Archive for the ‘mysql’ Category

Share MySQL Relational Database Service on AWS

Tuesday, October 27th, 2009

Amazon Web Services Logo The stable of services available through AWS is continuing to expand! Last night Amazon announced RDS (Relational Database Service) which look a lot like EC2 instances running MySQL with EBS volumes – something I have a fair bit of experience with. However, these have the added benefit of being a service that can scale memory and processor both up and down with a single service call.

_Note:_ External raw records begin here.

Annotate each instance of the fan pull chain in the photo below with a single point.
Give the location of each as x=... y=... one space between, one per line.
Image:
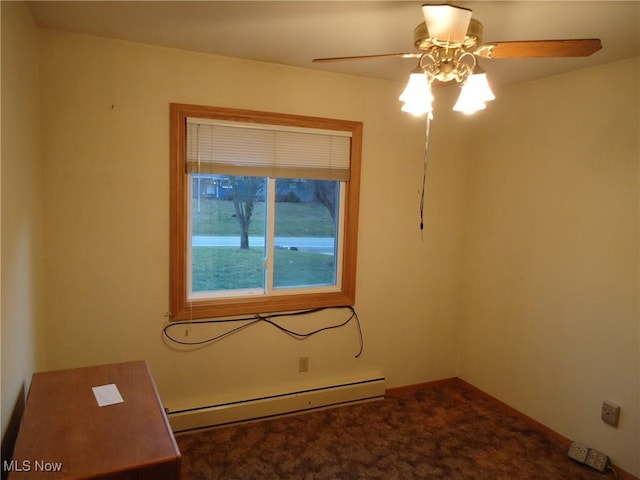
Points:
x=424 y=171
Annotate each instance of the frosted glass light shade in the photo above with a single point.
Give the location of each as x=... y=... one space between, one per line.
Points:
x=475 y=92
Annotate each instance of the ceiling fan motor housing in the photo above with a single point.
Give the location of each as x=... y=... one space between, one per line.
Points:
x=424 y=42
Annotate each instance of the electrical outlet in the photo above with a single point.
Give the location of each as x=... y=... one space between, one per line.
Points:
x=610 y=414
x=303 y=364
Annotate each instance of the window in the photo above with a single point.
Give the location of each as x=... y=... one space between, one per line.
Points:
x=264 y=211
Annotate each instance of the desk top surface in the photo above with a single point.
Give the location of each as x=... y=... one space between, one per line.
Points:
x=64 y=433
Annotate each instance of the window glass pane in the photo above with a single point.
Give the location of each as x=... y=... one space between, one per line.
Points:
x=305 y=232
x=228 y=232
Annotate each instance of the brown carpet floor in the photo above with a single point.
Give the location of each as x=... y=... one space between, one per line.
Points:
x=444 y=431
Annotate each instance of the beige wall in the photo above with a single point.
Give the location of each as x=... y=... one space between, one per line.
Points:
x=552 y=294
x=21 y=226
x=524 y=282
x=105 y=111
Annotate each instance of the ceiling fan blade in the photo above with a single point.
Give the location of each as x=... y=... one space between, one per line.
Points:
x=447 y=23
x=368 y=57
x=540 y=48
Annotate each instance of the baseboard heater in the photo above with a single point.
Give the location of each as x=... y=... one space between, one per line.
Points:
x=277 y=405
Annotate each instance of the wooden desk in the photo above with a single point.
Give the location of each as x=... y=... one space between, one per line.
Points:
x=64 y=434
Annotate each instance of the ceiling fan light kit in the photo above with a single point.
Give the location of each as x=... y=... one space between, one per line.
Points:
x=448 y=44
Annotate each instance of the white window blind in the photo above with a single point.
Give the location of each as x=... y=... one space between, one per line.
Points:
x=239 y=148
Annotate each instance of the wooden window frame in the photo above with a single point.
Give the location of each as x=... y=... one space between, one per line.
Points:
x=181 y=307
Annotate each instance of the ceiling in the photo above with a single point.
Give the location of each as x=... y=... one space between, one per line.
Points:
x=295 y=32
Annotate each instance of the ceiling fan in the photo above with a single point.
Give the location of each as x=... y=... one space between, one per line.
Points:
x=448 y=45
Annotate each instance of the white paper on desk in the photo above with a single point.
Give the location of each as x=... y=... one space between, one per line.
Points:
x=107 y=395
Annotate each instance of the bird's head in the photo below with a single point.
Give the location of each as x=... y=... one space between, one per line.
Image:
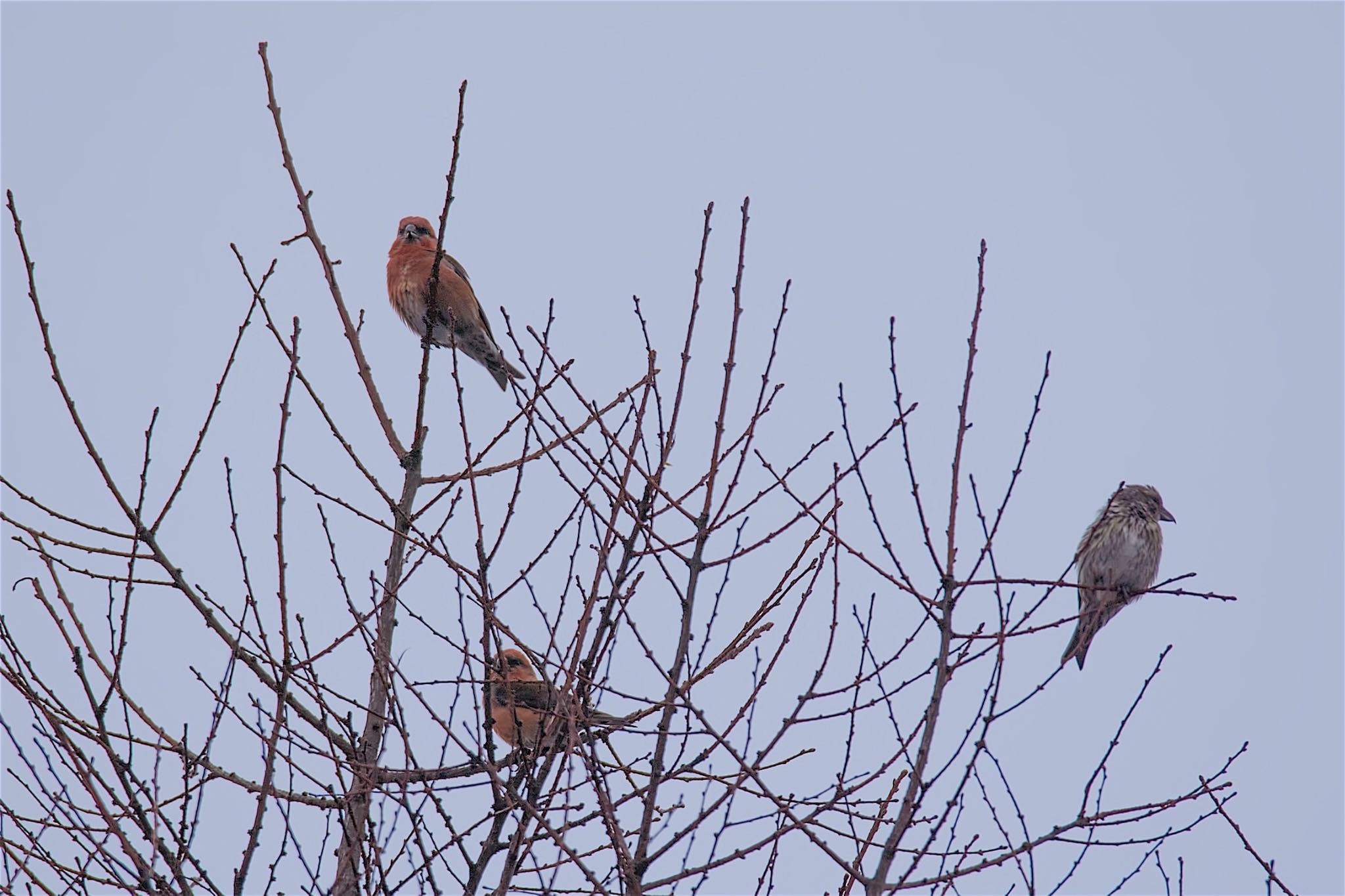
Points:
x=1146 y=499
x=414 y=228
x=514 y=666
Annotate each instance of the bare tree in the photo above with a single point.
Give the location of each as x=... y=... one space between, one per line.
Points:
x=799 y=681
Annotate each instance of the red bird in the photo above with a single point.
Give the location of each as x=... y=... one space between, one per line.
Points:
x=530 y=712
x=458 y=319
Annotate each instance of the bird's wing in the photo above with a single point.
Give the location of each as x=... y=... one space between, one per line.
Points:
x=525 y=695
x=481 y=312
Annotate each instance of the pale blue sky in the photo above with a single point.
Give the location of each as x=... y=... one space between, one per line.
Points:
x=1161 y=187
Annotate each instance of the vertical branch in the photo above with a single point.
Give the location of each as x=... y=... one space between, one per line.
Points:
x=287 y=649
x=380 y=680
x=366 y=372
x=916 y=785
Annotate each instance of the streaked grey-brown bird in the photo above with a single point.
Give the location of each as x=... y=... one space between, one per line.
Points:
x=529 y=712
x=1116 y=561
x=458 y=319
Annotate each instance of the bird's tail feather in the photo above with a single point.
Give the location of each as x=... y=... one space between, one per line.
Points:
x=1079 y=643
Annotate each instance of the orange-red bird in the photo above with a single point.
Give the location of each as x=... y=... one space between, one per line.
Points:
x=527 y=712
x=458 y=319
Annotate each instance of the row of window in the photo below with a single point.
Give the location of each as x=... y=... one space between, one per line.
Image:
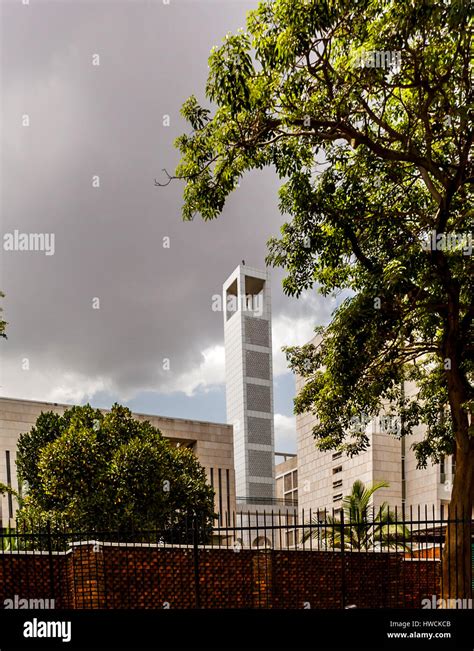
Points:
x=337 y=483
x=220 y=494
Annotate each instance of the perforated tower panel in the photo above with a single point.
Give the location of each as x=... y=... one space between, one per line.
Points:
x=249 y=380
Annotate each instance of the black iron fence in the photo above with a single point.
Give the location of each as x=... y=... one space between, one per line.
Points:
x=254 y=560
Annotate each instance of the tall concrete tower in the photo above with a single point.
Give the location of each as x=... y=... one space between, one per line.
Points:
x=249 y=381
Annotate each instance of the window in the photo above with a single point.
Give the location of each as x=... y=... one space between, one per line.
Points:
x=220 y=494
x=9 y=482
x=227 y=478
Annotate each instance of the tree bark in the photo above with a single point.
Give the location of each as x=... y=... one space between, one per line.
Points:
x=457 y=565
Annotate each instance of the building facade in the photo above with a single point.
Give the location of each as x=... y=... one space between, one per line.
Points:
x=249 y=383
x=325 y=478
x=212 y=444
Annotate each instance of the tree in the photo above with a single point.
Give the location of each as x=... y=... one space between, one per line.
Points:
x=364 y=109
x=85 y=470
x=362 y=527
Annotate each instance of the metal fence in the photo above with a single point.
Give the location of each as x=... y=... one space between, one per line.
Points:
x=271 y=559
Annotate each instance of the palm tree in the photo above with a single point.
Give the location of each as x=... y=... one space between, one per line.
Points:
x=360 y=527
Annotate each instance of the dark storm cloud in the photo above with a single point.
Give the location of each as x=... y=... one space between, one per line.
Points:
x=106 y=120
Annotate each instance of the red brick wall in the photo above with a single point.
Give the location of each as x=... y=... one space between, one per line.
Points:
x=147 y=577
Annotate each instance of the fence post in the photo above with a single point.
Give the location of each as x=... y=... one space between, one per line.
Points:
x=343 y=562
x=50 y=555
x=196 y=561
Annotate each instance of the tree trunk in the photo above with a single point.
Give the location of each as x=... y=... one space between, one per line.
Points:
x=456 y=580
x=457 y=566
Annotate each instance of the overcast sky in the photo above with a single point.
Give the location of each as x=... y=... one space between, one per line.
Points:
x=106 y=120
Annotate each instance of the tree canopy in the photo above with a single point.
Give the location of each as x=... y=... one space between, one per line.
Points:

# ds-modify-db-instance mydbinstance --db-instance-class db.m1.xlarge -s 100

This flexibility comes with a downside, namely a 4 hour monthly service window where patches, updates and those requested capacity changes are applied. You can choose to apply them immediately, but your application should be prepared to handle the downtime. What happens is, your database instance goes offline and when it comes back, it has all the changes you requested applied. So at best, you should expect uptime in the 99.4% range. Most applications can handle a 4 hour downtime if it’s planned for. Under more conventional MySQL builds, developers or system administrators will mitigate these downtimes by first applying changes to slaves, promotion of one slave to master and then finally applying the changes to the original master. This sort of safety net provides gives applications smaller downtime windows (at most a few minutes each) allowing for theoretical 99.999% uptime.

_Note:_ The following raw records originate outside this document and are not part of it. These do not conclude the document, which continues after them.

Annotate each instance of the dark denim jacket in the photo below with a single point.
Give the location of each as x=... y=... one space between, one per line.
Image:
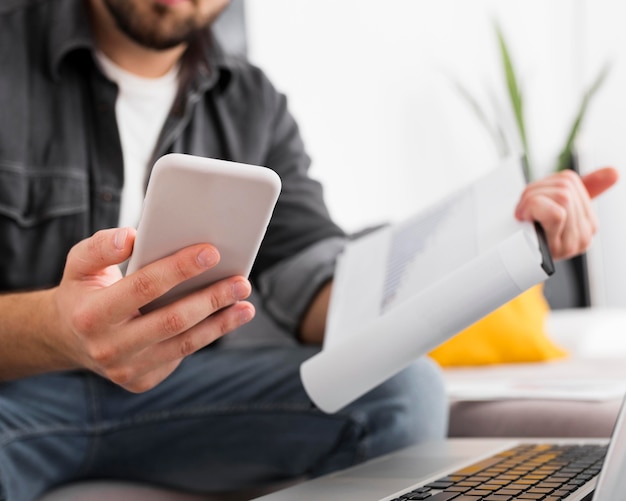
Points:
x=61 y=169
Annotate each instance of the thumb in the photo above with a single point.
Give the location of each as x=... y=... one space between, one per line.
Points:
x=598 y=181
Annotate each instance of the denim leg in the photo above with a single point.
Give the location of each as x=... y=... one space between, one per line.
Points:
x=42 y=433
x=225 y=419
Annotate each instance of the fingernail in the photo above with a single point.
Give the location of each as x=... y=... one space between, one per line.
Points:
x=246 y=315
x=120 y=238
x=241 y=290
x=207 y=258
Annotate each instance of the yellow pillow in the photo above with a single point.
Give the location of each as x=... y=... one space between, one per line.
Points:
x=514 y=332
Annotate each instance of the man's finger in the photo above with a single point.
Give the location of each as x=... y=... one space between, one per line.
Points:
x=154 y=280
x=598 y=181
x=104 y=248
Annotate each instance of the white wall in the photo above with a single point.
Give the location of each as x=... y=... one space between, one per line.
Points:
x=370 y=83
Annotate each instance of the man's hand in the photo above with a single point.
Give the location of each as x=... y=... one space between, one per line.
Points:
x=561 y=203
x=98 y=325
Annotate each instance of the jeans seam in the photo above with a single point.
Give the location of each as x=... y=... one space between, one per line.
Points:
x=104 y=427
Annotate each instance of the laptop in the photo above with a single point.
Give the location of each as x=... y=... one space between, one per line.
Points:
x=477 y=469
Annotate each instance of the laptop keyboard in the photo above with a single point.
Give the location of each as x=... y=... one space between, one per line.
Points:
x=538 y=472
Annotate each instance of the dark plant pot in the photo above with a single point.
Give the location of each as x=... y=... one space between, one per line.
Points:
x=569 y=286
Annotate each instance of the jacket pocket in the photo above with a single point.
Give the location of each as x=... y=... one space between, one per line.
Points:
x=29 y=197
x=43 y=213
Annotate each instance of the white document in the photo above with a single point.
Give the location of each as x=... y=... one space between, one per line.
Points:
x=404 y=289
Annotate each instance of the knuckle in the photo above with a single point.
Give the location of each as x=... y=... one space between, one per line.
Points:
x=122 y=376
x=187 y=347
x=104 y=355
x=172 y=323
x=216 y=301
x=83 y=320
x=141 y=386
x=182 y=270
x=144 y=286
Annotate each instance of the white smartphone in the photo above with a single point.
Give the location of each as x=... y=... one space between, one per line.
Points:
x=191 y=200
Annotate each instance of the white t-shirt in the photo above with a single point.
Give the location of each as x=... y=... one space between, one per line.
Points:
x=141 y=109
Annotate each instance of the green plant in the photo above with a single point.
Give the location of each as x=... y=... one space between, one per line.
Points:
x=516 y=102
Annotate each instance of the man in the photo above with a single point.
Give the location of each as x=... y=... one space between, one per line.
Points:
x=91 y=92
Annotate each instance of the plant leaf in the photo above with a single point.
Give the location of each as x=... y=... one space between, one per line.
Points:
x=565 y=157
x=514 y=91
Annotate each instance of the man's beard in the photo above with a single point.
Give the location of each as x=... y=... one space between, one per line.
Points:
x=149 y=31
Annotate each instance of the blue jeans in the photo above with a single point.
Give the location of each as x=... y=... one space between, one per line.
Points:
x=225 y=419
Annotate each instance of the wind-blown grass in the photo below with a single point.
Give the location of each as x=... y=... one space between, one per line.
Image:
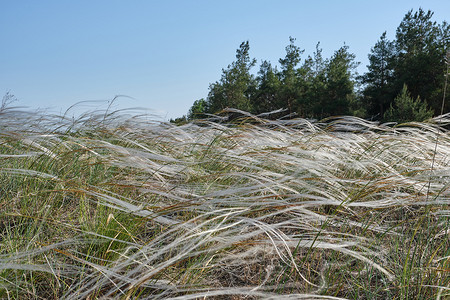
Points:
x=118 y=206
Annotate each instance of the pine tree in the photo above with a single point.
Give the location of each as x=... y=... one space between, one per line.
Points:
x=236 y=85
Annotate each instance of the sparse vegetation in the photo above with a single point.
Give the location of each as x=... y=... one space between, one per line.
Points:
x=116 y=206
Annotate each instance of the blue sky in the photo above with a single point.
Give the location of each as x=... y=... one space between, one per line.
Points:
x=164 y=54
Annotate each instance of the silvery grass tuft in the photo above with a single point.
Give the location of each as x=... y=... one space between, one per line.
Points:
x=113 y=205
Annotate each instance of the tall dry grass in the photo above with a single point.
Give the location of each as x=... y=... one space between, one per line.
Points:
x=113 y=205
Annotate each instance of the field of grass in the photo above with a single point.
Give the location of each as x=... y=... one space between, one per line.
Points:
x=113 y=205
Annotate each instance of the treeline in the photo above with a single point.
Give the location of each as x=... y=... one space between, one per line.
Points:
x=405 y=80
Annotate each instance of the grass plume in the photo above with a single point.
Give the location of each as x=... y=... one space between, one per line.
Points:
x=117 y=205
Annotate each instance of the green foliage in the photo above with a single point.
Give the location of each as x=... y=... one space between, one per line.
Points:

Transitioning to RDS may not be without pain either. Importing your data is done through a mysqldump (or other flatflile export) and then playing that file back into your AWS instance. Depending on the size of your dataset a full mysqldump and re-importing may take days (no I’m not exaggerating). Also note, during the time mysqldump runs, your original database will acquire a read lock for consistency. With some DB’s I manage, I’ve stopped using MySQL dump entirely because the dumps took more than 4 hours to complete on a dedicated slave. With the myriad of snapshotting technologies available, it’s much easier to grab a binary copy of the DB every few hours. One last limitation is replication isn’t an option. I suspect AWS will be working on this soon as part of a HA (High Availability) release option.

Despite the limitations, I’m excited about this offering. This offloads much of the maintenance and management tasks which are usually the most tedious. I also hope that this means a higher IO disk subsystem may be coming to EBS soon.

Share Deleting Data From InnoDB

Saturday, October 24th, 2009

MySQL Logo Problem: We are given a large MySQL database table that no longer fits in your system’s working memory. You need to prune the data since a significant portion of this data is no longer relevant to keep in this table. Our expectation is ~75% of the data will remain in the table because of a uniform and random distribution of values in col1 and col2. How then, do we go about pruning this table as efficiently as possible?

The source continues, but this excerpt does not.